Apoptosis assay by annexin V/propidium iodide (PI) staining
HaCaT cells were treated with sudachitin (30, 100 µM), 3′-demethoxysudachitin (30, 100 µM), nobiletin (30, 100 µM), or DMSO for 24 and 48 hours. Cells were detached from the culture dish by trypsin/EDTA treatment and washed with culture medium and PBS. Annexin V-FITC and PI stating was performed using a MEBCYTO Apoptosis Kit (Medical & Biological Laboratories) according to the manufacturer’s instructions. The samples were analyzed by flow cytometry (BD FACSVerse system, BD Biosciences).
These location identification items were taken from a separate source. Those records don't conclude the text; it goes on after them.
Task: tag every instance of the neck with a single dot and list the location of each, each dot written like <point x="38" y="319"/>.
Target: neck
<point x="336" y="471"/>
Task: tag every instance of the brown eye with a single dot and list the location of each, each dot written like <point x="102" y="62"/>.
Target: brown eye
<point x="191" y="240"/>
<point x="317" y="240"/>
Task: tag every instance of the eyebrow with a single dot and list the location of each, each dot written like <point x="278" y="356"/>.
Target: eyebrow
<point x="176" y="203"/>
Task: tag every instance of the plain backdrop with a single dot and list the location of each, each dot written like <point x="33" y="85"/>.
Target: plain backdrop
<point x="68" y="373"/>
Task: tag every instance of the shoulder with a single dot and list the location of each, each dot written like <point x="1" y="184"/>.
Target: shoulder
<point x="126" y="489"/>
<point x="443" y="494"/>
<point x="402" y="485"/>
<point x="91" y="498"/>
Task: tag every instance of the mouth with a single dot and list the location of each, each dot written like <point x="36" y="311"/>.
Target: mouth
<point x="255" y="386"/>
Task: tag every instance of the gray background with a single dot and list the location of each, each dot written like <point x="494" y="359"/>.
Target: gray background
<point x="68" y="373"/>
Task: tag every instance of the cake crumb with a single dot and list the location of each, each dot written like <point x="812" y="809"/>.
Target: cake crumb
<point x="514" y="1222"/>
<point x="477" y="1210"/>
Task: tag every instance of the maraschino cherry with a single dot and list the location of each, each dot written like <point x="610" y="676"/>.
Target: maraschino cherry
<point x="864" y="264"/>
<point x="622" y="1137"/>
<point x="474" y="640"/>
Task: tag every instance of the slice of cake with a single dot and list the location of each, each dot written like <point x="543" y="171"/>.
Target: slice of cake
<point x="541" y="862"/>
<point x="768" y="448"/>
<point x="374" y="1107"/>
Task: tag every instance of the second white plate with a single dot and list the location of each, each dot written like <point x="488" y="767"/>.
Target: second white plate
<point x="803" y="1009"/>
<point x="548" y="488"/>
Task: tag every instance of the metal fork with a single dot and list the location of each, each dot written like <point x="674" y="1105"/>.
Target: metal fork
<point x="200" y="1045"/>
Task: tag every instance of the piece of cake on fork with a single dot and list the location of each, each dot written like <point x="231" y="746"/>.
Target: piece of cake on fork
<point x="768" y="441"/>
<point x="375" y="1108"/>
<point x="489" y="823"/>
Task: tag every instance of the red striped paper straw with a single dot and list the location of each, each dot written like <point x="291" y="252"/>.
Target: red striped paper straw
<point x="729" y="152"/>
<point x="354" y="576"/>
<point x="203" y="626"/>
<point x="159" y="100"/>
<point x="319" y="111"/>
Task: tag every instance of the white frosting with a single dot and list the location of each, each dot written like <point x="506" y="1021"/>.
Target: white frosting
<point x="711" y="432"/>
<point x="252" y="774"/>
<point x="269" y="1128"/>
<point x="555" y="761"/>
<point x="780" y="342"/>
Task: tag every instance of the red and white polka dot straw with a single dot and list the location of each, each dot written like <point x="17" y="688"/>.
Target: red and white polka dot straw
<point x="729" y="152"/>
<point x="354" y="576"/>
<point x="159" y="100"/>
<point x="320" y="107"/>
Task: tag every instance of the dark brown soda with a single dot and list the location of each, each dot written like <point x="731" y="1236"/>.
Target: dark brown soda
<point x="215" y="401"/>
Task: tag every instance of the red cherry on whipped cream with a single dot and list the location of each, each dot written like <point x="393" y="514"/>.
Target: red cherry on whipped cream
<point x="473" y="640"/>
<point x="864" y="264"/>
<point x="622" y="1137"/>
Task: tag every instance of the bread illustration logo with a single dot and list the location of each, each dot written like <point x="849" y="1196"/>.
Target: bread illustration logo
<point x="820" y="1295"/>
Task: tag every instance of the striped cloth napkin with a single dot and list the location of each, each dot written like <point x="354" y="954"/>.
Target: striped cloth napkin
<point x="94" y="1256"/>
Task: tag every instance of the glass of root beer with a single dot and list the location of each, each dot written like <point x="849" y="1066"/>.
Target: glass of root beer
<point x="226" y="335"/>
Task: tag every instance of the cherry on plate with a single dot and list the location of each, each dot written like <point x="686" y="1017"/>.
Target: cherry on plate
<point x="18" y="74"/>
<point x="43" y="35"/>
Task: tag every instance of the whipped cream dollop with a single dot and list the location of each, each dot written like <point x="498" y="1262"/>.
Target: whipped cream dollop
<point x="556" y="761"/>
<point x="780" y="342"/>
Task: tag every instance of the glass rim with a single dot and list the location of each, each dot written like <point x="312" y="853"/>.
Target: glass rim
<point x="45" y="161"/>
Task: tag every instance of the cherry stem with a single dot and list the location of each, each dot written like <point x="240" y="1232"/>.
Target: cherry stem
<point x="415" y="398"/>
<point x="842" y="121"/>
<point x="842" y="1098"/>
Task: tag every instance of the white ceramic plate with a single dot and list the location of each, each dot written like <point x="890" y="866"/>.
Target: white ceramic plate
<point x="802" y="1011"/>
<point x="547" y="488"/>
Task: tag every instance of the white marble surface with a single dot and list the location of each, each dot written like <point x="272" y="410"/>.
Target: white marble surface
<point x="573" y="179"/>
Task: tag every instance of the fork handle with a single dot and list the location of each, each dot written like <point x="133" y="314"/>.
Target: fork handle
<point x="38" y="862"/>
Immunofluorescence analysis
Immunofluorescence analysis was performed as previously described [Citation18]. In brief, HaCaT cells were treated with 100 µM nobiletin, sudachitin, or DMSO. After 24 hours, cells were fixed, permeabilized, and then blocked in 5% BSA. Cells were subsequently incubated with mouse anti-LC3 antibody (Wako Pure Chemical Industries) overnight at 4°C. After washing with PBS, cells were incubated for 1 hour with Alexa Fluor 488-conjugated goat anti-rabbit IgG antibody (Thermo Fisher Scientific). Fluorescent images were obtained using an IN Cell Analyzer 6000 system (GE Healthcare).
Autolysosome detection
HaCaT cells were treated with 1 µM DALGreen (Dojindo Laboratories) at 37°C for 30 min. Then the culture medium was removed, and cells were incubated in culture medium containing 100 µM nobiletin at 37°C for 24 hours. Cells were observed by IN Cell Analyzer 6000 to obtain fluorescence images.
Statistical analysis
All experiments were performed multiple times to confirm their reproducibility. One representative set of data was shown in the figures. Immunoblot band intensities were quantified using Image J software (NIH). Data were expressed as the mean ± standard error, and statistical analysis was performed by Student’s t-test or one-way analysis of variance (ANOVA) with Tukey’s multiple comparison tests using GraphPad Prism (GraphPad Software).
Results
Effect of sudachitin and nobiletin on the proliferation of keratinocytes
The primary function of the skin is to protect the body against undesired influences from the environment. The skin is composed of the epidermis and the dermis, and keratinocytes are the principal cell type of the epidermis (90% of total epidermal cells). In order to assess the effects of sudachitin (5,7,4′-trihydroxy-6,8,3′-trimethoxyflavone) (, left) and 3′-demethoxysudachitin (5,7,4′-trihydroxy-6,8-dimethoxyflavone) (, middle) on cell proliferation in keratinocytes, immortalized human keratinocyte HaCaT cells were treated with 30 or 100 µM sudachitin or 3′-demethoxysudachitin for 24 and 48 hours and then subjected to an MTT assay. As shown in , sudachitin significantly suppressed the proliferation of HaCaT cells in a dose-dependent manner. Although 3′-demethoxysudachitin exhibited an antiproliferative activity at a concentration of 100 µM, little effect was observed at 30 µM. Additionally, their analogous compound, nobiletin (5,6,7,8,3′,4′-hexamethoxyflavone) (, right), was also tested, resulting in significant growth suppression at 30 and 100 µM. The results showed that three polymethoxyflavones suppressed the proliferation of HaCaT cells at a high concentration (100 µM).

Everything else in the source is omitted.